Measuring Digestibility

Principles are valuable, but how do you know when you've achieved digestible design? This section provides concrete metrics and tests you can apply to evaluate your interfaces.

Quantitative Metrics

These metrics can be measured automatically, often with existing linting tools.

1. Parameter Count

Guideline: ≤5 parameters per function

Why it matters: Each parameter is an item to track in working memory or context. Beyond five, the probability of mistakes increases sharply.

How to measure: Most linters can flag functions with excessive parameters.

# pylint: max-args=5
# eslint: max-params: [error, 5]

Action threshold:

1-3 parameters: Excellent
4-5 parameters: Acceptable
6-7 parameters: Review for improvement
8+ parameters: Refactor to use parameter objects

2. Cyclomatic Complexity

Guideline: ≤10 per function

Why it matters: Cyclomatic complexity measures the number of independent paths through code.

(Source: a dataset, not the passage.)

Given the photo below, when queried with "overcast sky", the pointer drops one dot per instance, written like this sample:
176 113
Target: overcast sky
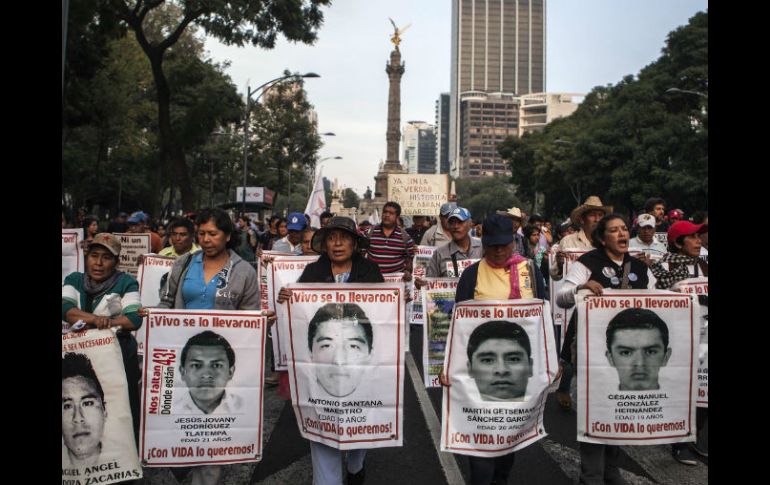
589 43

Higher complexity means more conditions to track mentally.

How to measure:

# Python: radon
radon cc your_module.py -a

# JavaScript: eslint
# "complexity": ["error", 10]

# General: sonarqube

Action threshold:

1-5: Simple, easy to understand
6-10: Moderate, acceptable for most functions
11-20: Complex, consider splitting
21+: Very complex, refactor required

3. Lines of Code per Function

Guideline: ≤50 lines for most functions

Why it matters: A function should fit on one screen. If you need to scroll to understand it, you're exceeding visual working memory.

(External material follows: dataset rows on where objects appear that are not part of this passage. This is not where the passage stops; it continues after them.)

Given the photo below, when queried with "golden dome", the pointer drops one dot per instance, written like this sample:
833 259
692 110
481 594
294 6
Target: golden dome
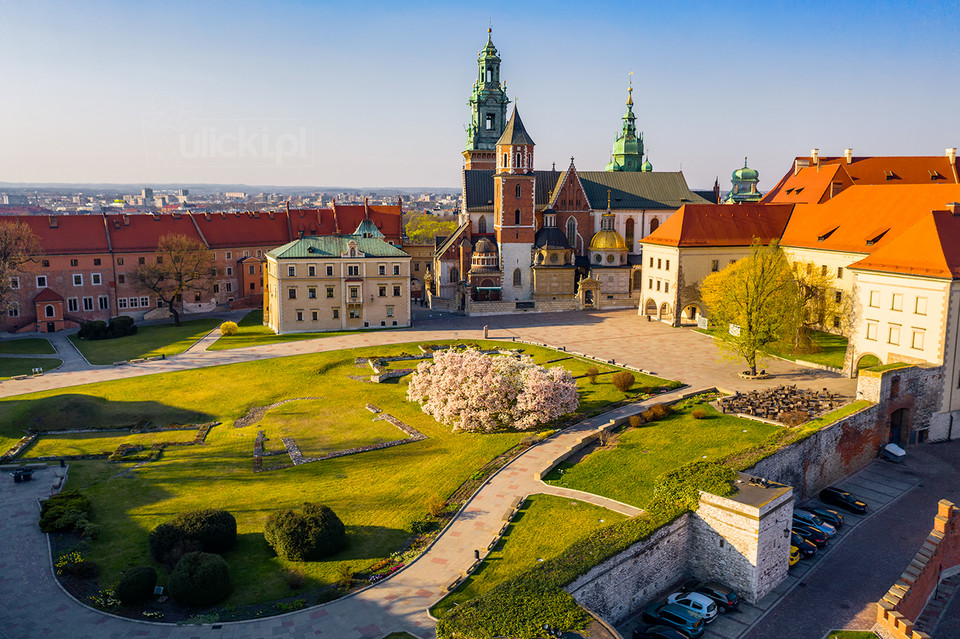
607 240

How to measure: Line count in any editor or linter.

Action threshold:

1-20 lines: Concise and focused
21-50 lines: Reasonable for complex logic
51-100 lines: Consider splitting
100+ lines: Almost certainly needs refactoring

Exceptions: Some algorithms legitimately require longer functions. The key is whether the length serves the task or results from poor organization.

4. Nesting Depth

Guideline: ≤3 levels of nesting

Why it matters: Each nesting level adds another condition to track. Deep nesting makes it hard to remember what conditions led to the current point.

How to measure:

# Bad: 5 levels deep
def process(data):
    if data:                          # Level 1
        for item in data:             # Level 2
            if item.valid:            # Level 3
                for sub in item.children:  # Level 4
                    if sub.active:    # Level 5
                        # What conditions got us here?
                        pass

The fix: Use early returns, extract helper functions, or restructure the logic.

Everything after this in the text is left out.